Nekonomicon - gcc 4.7 optimization options

diegel
Who joined Nov. 17, 2009, 2:08 a.m.
and authored 153 notes

Wrote the following at Jan. 25, 2013, 8:31 a.m...

I hope some more of us tested the gcc 4.7 already. Do you have any hints for best optimization for firfox3?

_________________
:Tezro:

ShadeOfBlue
Moderator
Who joined Nov. 25, 2003, 12:09 p.m.
and authored 726 notes

Wrote the following at Jan. 25, 2013, 9:22 a.m...

Try:

Code:

  -march=r12000 -O3 -fomit-frame-pointer -fno-math-errno -fno-rounding-math -fno-signaling-nans -funsafe-math-optimizations -fgcse-sm -fgcse-las -fipa-pta -ftree-loop-linear -ftree-loop-im -fivopts -fno-keep-static-consts
 

These options make some numerical code run 40% faster than MIPSpro's "-Ofast=ip35 -TARG:processor=r12000 -OPT:IEEE_arithmetic=3 -OPT:alias=typed". YMMV.

Also note that you shouldn't use "-Ofast" on gcc, since it enables "-ffast-math", which enables "-ffinite-math-only", which will break your code if it uses Inf and NaN (the Javascript interpreter probably uses them).

You can also try adding:

Code:

-fgraphite-identity -floop-block

to the above options. Then you can try adjusting "--param l1-cache-size", "--param l1-cache-line-size", and "--param l2-cache-size" for better performance. You can also try other Graphite-based optimizations, but they're still a bit experimental and can break the compiler

If the code doesn't use C++ exceptions, add:

Code:

-fno-exceptions -freorder-blocks-and-partition

(if it does, the compiler will warn you).

If the code doesn't use C++ RTTI, add:

Code:

-fno-rtti

(as above, if the code uses this, the compiler will warn you).

Also, link everything statically (this also improves program startup time).

diegel
Who joined Nov. 17, 2009, 2:08 a.m.
and authored 153 notes

Wrote the following at Jan. 25, 2013, 9:53 a.m...
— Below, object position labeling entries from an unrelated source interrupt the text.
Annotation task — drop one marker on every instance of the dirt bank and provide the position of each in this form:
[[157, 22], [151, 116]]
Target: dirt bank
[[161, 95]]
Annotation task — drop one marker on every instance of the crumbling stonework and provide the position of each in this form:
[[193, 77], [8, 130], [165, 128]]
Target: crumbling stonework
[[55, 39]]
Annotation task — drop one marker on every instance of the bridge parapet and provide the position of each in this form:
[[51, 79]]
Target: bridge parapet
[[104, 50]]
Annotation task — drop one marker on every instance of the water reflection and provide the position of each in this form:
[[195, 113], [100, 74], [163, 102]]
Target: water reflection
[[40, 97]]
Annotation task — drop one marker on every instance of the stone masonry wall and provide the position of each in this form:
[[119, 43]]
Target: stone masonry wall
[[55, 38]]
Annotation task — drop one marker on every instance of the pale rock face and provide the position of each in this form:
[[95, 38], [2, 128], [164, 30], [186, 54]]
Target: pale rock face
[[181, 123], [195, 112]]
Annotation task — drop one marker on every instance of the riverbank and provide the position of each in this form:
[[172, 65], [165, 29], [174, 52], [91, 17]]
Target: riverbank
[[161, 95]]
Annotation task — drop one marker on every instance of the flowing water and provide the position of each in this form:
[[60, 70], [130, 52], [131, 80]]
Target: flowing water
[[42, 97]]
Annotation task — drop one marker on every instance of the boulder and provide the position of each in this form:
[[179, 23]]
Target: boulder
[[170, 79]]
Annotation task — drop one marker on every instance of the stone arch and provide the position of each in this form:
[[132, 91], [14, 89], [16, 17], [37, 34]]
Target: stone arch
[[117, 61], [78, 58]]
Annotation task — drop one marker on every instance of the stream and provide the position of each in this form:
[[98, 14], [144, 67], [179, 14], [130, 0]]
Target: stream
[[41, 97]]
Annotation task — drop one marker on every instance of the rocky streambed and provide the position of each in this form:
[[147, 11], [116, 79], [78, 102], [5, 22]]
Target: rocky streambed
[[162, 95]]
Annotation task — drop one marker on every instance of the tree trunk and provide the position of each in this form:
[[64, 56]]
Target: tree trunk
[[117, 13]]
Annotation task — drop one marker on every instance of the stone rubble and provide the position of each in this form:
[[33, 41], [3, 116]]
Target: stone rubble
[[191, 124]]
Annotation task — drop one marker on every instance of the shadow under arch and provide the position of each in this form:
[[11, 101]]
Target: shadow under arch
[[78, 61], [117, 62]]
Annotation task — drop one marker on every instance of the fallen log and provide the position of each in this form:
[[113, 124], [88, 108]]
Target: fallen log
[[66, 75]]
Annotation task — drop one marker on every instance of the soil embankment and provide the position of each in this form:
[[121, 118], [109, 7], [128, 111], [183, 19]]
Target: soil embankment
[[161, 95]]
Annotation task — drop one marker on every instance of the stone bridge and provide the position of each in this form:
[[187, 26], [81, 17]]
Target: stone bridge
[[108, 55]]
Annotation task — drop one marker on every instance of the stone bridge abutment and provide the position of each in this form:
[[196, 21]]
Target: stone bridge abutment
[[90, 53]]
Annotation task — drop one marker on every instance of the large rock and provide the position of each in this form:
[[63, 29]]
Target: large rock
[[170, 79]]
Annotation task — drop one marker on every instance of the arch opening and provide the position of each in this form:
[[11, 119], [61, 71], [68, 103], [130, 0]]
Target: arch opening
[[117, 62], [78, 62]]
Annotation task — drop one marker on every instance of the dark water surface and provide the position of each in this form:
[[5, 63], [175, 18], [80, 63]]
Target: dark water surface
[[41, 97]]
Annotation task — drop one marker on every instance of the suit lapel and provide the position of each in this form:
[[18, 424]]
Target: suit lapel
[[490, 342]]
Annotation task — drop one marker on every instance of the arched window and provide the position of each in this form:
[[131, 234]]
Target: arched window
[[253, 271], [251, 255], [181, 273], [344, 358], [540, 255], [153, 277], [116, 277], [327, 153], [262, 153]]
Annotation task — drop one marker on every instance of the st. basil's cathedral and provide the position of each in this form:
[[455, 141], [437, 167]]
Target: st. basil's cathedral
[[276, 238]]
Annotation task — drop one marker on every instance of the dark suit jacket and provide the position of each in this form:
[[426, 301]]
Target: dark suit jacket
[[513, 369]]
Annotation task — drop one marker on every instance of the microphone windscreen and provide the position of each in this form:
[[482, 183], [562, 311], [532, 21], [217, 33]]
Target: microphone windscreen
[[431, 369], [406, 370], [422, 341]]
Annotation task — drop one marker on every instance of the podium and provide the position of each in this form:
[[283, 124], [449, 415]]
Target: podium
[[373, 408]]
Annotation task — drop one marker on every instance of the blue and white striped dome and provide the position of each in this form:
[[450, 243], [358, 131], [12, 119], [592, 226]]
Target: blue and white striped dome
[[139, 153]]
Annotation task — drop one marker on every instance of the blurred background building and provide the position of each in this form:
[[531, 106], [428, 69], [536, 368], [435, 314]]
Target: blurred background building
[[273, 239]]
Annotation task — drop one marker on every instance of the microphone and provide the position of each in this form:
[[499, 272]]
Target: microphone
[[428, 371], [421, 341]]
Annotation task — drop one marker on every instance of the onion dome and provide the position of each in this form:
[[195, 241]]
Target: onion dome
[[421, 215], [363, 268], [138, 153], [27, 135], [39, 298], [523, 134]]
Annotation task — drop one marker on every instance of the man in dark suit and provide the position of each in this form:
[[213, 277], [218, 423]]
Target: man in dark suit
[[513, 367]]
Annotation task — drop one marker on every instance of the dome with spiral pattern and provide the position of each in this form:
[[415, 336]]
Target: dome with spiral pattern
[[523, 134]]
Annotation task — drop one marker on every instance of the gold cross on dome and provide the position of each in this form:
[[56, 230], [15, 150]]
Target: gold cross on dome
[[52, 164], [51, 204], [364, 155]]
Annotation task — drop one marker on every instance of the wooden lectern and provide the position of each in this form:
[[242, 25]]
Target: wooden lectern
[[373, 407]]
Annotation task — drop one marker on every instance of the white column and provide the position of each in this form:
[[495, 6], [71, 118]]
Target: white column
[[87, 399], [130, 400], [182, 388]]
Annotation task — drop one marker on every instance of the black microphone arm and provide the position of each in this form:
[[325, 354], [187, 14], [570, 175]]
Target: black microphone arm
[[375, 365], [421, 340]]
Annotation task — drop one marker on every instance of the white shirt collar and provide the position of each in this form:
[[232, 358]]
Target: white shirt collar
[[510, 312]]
Thanks for the detailed answer. We have a lot of multiprocessor machines here. Do you think

Code:

-ftree-parallelize-loops=4

makes any sense?

_________________
:Tezro:

ShadeOfBlue
Moderator
Who joined Nov. 25, 2003, 12:09 p.m.
and authored 726 notes

Wrote the following at Jan. 25, 2013, 10:53 a.m...

diegel wrote:

Thanks for the detailed answer. We have a lot of multiprocessor machines here. Do you think

Code:

-ftree-parallelize-loops=4

makes any sense?

On Firefox, no, it would probably make things slower

Autoparallelization works great on certain number-crunching algorithms, but rendering webpages and executing javascript aren't something that could benefit from this.
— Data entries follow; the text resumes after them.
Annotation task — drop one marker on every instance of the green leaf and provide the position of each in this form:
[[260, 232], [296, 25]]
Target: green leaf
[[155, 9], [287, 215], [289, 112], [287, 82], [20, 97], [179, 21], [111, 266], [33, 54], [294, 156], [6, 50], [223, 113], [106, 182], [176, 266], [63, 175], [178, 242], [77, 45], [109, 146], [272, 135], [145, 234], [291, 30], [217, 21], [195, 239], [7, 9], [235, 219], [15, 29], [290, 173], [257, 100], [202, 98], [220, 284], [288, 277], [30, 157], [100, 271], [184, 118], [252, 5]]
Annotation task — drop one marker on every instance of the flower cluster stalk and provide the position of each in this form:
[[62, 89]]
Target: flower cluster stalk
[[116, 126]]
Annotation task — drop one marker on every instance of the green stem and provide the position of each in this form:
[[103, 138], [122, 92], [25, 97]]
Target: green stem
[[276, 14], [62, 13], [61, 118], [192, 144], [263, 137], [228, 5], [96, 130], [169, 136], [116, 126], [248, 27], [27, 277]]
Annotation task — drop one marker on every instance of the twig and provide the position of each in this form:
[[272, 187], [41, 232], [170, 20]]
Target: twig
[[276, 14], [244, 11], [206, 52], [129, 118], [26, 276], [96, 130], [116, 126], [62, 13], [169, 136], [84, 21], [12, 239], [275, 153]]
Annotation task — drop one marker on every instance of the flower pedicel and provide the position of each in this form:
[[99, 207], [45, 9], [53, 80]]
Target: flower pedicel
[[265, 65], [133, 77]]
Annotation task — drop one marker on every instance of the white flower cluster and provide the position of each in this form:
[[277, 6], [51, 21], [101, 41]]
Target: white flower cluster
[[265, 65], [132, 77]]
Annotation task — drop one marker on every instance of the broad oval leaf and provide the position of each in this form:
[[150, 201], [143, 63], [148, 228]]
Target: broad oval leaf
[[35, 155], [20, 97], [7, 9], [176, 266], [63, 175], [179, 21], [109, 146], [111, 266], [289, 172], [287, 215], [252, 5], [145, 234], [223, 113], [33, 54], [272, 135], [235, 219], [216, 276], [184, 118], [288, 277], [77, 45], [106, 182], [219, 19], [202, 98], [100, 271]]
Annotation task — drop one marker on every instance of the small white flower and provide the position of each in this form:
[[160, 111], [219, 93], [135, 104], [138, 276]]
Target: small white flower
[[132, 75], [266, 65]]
Another thing you could try are profile-guided optimizations (in addition to the optimizations from my previous post). From experience, this combination should give the biggest speed boost, but requires a bit more complicated build environment.
Firefox should already support building with PGO, unless version 3 is too old to have that.

diegel
Who joined Nov. 17, 2009, 2:08 a.m.
and authored 153 notes

Wrote the following at Jan. 25, 2013, 12:18 p.m...

ShadeOfBlue wrote:

Try:

Code:

   -march=r12000 -O3 -fomit-frame-pointer -fno-math-errno -fno-rounding-math -fno-signaling-nans -funsafe-math-optimizations -fgcse-sm -fgcse-las -fipa-pta -ftree-loop-linear -ftree-loop-im -fivopts -fno-keep-static-consts
  

First try with these options works fine and is the fastest build so far. Thank you!

_________________
:Tezro:

diegel
Who joined Nov. 17, 2009, 2:08 a.m.
and authored 153 notes

Wrote the following at Jan. 25, 2013, 1:23 p.m...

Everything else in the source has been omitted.